In Deutschland wurden im Jahr 2022 insgesamt 498 Milliarden Euro oder 5.939 Euro je Einwohner/-in für Gesundheit ausgegeben (Statistisches Bundesamt, 2024a). Damit beliefen sich die Gesundheitsausgaben auf 12,8 Prozent des Bruttoinlandsprodukts (BIP) (Statistisches Bundesamt, 2024a). Mit diesem Wert stand Deutschland gemäß den Berechnungen der OECD weltweit hinter den USA und Kanada an dritter Stelle (siehe Tabelle „Länder mit dem höchsten Gesundheitsausgabenanteil am BIP“).

Ein Patient wird zur Narkosevorbereitung geschoben. Gesundheitsleistungen sind oft persönliche Dienstleistungen und sind daher weniger als andere berufliche Tätigkeiten rationalisierbar. (© picture-alliance/dpa)
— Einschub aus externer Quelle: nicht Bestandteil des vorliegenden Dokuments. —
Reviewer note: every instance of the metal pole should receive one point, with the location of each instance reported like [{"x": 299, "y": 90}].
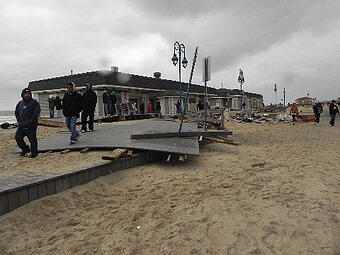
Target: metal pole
[
  {"x": 205, "y": 105},
  {"x": 180, "y": 76},
  {"x": 284, "y": 96},
  {"x": 188, "y": 89}
]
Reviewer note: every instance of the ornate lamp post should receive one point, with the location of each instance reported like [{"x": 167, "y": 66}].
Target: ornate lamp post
[
  {"x": 241, "y": 80},
  {"x": 180, "y": 48}
]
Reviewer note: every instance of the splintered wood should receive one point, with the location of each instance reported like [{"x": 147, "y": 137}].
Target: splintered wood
[
  {"x": 65, "y": 151},
  {"x": 221, "y": 140},
  {"x": 116, "y": 154}
]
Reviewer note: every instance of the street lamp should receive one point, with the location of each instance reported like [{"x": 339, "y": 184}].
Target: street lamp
[
  {"x": 241, "y": 78},
  {"x": 180, "y": 48}
]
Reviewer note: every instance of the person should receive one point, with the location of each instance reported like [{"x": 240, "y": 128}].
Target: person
[
  {"x": 178, "y": 106},
  {"x": 294, "y": 112},
  {"x": 142, "y": 108},
  {"x": 200, "y": 106},
  {"x": 333, "y": 110},
  {"x": 89, "y": 102},
  {"x": 158, "y": 108},
  {"x": 51, "y": 105},
  {"x": 57, "y": 103},
  {"x": 58, "y": 106},
  {"x": 27, "y": 112},
  {"x": 106, "y": 102},
  {"x": 71, "y": 109},
  {"x": 149, "y": 107},
  {"x": 317, "y": 108}
]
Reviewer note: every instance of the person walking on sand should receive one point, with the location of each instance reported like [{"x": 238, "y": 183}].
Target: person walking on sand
[
  {"x": 27, "y": 112},
  {"x": 71, "y": 109},
  {"x": 158, "y": 108},
  {"x": 317, "y": 108},
  {"x": 89, "y": 102},
  {"x": 294, "y": 112},
  {"x": 149, "y": 107},
  {"x": 106, "y": 102},
  {"x": 333, "y": 110}
]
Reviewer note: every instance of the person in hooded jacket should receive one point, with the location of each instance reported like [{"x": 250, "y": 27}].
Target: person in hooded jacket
[
  {"x": 317, "y": 108},
  {"x": 72, "y": 106},
  {"x": 89, "y": 102},
  {"x": 333, "y": 110},
  {"x": 27, "y": 113}
]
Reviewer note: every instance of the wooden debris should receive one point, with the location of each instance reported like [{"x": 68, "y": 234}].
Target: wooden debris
[
  {"x": 65, "y": 151},
  {"x": 85, "y": 150},
  {"x": 116, "y": 154},
  {"x": 220, "y": 140},
  {"x": 129, "y": 153},
  {"x": 258, "y": 164},
  {"x": 182, "y": 158}
]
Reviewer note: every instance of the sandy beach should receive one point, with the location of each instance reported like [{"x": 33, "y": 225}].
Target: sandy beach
[
  {"x": 12, "y": 163},
  {"x": 276, "y": 193}
]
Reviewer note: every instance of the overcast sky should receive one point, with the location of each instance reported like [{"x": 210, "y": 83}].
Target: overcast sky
[{"x": 294, "y": 43}]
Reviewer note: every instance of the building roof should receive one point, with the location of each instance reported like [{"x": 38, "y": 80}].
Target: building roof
[
  {"x": 129, "y": 80},
  {"x": 234, "y": 92},
  {"x": 114, "y": 78}
]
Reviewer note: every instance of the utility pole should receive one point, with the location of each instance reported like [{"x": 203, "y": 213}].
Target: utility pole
[
  {"x": 275, "y": 95},
  {"x": 284, "y": 96}
]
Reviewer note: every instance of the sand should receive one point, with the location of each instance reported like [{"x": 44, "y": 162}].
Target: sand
[
  {"x": 277, "y": 193},
  {"x": 45, "y": 163}
]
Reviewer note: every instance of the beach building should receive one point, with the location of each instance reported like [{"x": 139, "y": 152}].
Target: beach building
[
  {"x": 305, "y": 101},
  {"x": 141, "y": 90}
]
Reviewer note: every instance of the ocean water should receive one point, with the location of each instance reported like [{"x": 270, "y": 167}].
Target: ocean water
[{"x": 7, "y": 116}]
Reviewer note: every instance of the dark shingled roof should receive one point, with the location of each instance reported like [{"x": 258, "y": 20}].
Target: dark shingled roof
[
  {"x": 114, "y": 78},
  {"x": 232, "y": 92}
]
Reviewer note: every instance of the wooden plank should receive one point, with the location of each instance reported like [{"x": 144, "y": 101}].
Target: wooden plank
[
  {"x": 183, "y": 134},
  {"x": 219, "y": 140},
  {"x": 85, "y": 150},
  {"x": 51, "y": 123},
  {"x": 116, "y": 154}
]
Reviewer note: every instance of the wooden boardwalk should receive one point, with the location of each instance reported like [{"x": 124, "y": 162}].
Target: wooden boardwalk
[{"x": 117, "y": 135}]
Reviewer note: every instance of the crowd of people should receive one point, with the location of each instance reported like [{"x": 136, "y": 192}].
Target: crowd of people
[{"x": 317, "y": 109}]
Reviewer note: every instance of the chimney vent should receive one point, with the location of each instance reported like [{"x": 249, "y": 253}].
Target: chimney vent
[{"x": 157, "y": 75}]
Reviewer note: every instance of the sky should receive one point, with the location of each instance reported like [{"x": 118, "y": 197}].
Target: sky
[{"x": 292, "y": 43}]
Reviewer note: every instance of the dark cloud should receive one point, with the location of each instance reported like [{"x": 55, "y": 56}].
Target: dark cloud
[{"x": 292, "y": 43}]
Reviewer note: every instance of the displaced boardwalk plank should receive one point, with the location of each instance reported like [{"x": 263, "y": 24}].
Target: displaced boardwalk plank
[
  {"x": 85, "y": 150},
  {"x": 116, "y": 154},
  {"x": 183, "y": 134},
  {"x": 65, "y": 151}
]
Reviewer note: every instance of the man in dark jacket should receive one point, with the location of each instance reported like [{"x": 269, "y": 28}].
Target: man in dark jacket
[
  {"x": 317, "y": 108},
  {"x": 27, "y": 112},
  {"x": 71, "y": 109},
  {"x": 333, "y": 110},
  {"x": 158, "y": 108},
  {"x": 89, "y": 102},
  {"x": 106, "y": 102}
]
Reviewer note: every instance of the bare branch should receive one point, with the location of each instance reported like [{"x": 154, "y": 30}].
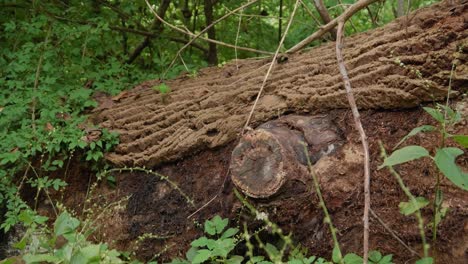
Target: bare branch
[
  {"x": 346, "y": 14},
  {"x": 271, "y": 66},
  {"x": 323, "y": 12},
  {"x": 206, "y": 39},
  {"x": 362, "y": 133}
]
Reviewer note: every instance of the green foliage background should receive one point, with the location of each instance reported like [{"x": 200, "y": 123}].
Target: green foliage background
[{"x": 54, "y": 55}]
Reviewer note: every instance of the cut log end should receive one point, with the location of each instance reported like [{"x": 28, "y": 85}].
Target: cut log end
[
  {"x": 257, "y": 164},
  {"x": 272, "y": 154}
]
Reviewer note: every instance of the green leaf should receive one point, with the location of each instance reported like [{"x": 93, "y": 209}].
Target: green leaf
[
  {"x": 375, "y": 256},
  {"x": 435, "y": 113},
  {"x": 386, "y": 259},
  {"x": 352, "y": 258},
  {"x": 336, "y": 255},
  {"x": 40, "y": 258},
  {"x": 229, "y": 232},
  {"x": 65, "y": 223},
  {"x": 408, "y": 208},
  {"x": 427, "y": 260},
  {"x": 424, "y": 128},
  {"x": 404, "y": 155},
  {"x": 235, "y": 260},
  {"x": 271, "y": 250},
  {"x": 445, "y": 161},
  {"x": 461, "y": 139},
  {"x": 201, "y": 256},
  {"x": 200, "y": 242},
  {"x": 88, "y": 254}
]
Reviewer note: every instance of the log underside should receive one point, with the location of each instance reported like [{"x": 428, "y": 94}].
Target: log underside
[{"x": 210, "y": 110}]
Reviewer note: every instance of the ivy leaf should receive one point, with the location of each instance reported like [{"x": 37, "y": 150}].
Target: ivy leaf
[
  {"x": 445, "y": 161},
  {"x": 436, "y": 114},
  {"x": 65, "y": 223},
  {"x": 408, "y": 208},
  {"x": 336, "y": 255},
  {"x": 415, "y": 131},
  {"x": 404, "y": 155},
  {"x": 201, "y": 256},
  {"x": 352, "y": 258},
  {"x": 375, "y": 256}
]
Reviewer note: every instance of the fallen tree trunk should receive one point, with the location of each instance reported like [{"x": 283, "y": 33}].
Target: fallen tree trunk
[{"x": 403, "y": 64}]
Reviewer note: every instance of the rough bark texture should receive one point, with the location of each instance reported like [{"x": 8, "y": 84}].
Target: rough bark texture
[
  {"x": 266, "y": 158},
  {"x": 210, "y": 110}
]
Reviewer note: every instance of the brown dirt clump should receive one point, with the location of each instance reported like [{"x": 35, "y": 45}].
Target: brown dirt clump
[
  {"x": 210, "y": 110},
  {"x": 201, "y": 119},
  {"x": 155, "y": 208}
]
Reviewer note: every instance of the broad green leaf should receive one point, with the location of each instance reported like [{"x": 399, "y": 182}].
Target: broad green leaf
[
  {"x": 65, "y": 223},
  {"x": 461, "y": 139},
  {"x": 235, "y": 260},
  {"x": 271, "y": 250},
  {"x": 201, "y": 256},
  {"x": 435, "y": 113},
  {"x": 427, "y": 260},
  {"x": 336, "y": 255},
  {"x": 88, "y": 254},
  {"x": 408, "y": 208},
  {"x": 387, "y": 259},
  {"x": 404, "y": 155},
  {"x": 445, "y": 161},
  {"x": 230, "y": 232},
  {"x": 199, "y": 242},
  {"x": 352, "y": 258},
  {"x": 40, "y": 258},
  {"x": 424, "y": 128},
  {"x": 375, "y": 256}
]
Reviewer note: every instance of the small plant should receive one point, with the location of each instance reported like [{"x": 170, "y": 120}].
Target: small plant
[
  {"x": 66, "y": 243},
  {"x": 216, "y": 246},
  {"x": 444, "y": 159},
  {"x": 163, "y": 89}
]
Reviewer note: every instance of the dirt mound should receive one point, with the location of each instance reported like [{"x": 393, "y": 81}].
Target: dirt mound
[
  {"x": 159, "y": 212},
  {"x": 400, "y": 65}
]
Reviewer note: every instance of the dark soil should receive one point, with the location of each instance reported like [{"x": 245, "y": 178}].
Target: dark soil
[
  {"x": 155, "y": 208},
  {"x": 189, "y": 136}
]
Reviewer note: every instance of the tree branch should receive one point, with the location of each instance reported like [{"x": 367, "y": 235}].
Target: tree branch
[
  {"x": 206, "y": 39},
  {"x": 362, "y": 133},
  {"x": 331, "y": 25}
]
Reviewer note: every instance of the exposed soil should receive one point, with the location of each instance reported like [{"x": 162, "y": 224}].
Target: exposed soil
[
  {"x": 154, "y": 207},
  {"x": 210, "y": 110},
  {"x": 190, "y": 134}
]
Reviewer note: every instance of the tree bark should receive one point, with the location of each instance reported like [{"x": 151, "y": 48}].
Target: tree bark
[{"x": 392, "y": 67}]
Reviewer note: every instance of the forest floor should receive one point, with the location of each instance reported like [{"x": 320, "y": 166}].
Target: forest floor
[
  {"x": 189, "y": 136},
  {"x": 154, "y": 207}
]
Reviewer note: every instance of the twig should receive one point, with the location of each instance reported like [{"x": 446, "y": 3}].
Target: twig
[
  {"x": 323, "y": 12},
  {"x": 393, "y": 233},
  {"x": 328, "y": 219},
  {"x": 206, "y": 29},
  {"x": 412, "y": 199},
  {"x": 206, "y": 39},
  {"x": 271, "y": 66},
  {"x": 346, "y": 14},
  {"x": 362, "y": 133},
  {"x": 213, "y": 198}
]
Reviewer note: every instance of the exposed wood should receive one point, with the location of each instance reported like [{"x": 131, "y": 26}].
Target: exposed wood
[{"x": 210, "y": 110}]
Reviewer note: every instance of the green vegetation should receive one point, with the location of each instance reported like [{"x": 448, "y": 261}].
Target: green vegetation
[{"x": 57, "y": 57}]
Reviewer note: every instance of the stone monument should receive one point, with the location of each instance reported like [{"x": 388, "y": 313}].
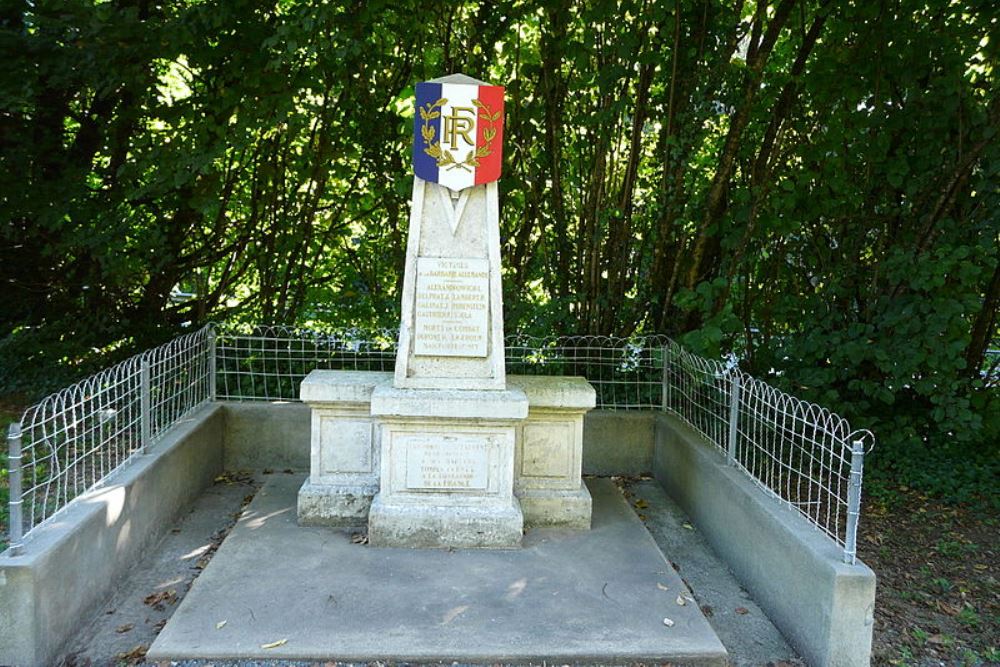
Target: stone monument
[{"x": 447, "y": 451}]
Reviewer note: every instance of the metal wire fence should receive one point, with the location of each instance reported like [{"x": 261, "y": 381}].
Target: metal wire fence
[
  {"x": 73, "y": 440},
  {"x": 269, "y": 362},
  {"x": 801, "y": 454}
]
In allen reichen Ländern steigt der Anteil der Gesundheitsausgaben am BIP mehr oder weniger kontinuierlich an (OECD, 2023). Dies liegt vor allem daran, dass Gesundheitsleistungen zumeist persönliche Dienstleistungen sind. Diese wiederum sind in geringerem Maße als andere berufliche Tätigkeiten rationalisierbar. Daher muss ein wachsender Teil der gesellschaftlichen Arbeitszeit für derartige Tätigkeiten aufgewendet werden. Unter sonst gleichen Umständen (z. B. bei synchroner Einkommensentwicklung in den unterschiedlichen Wirtschaftszweigen) führt dies notwendig zu einem Anstieg des Anteils der Gesundheitsausgaben am BIP. Weitere Faktoren wie der medizinische Fortschritt oder der demographische Wandel verstärken diesen Trend.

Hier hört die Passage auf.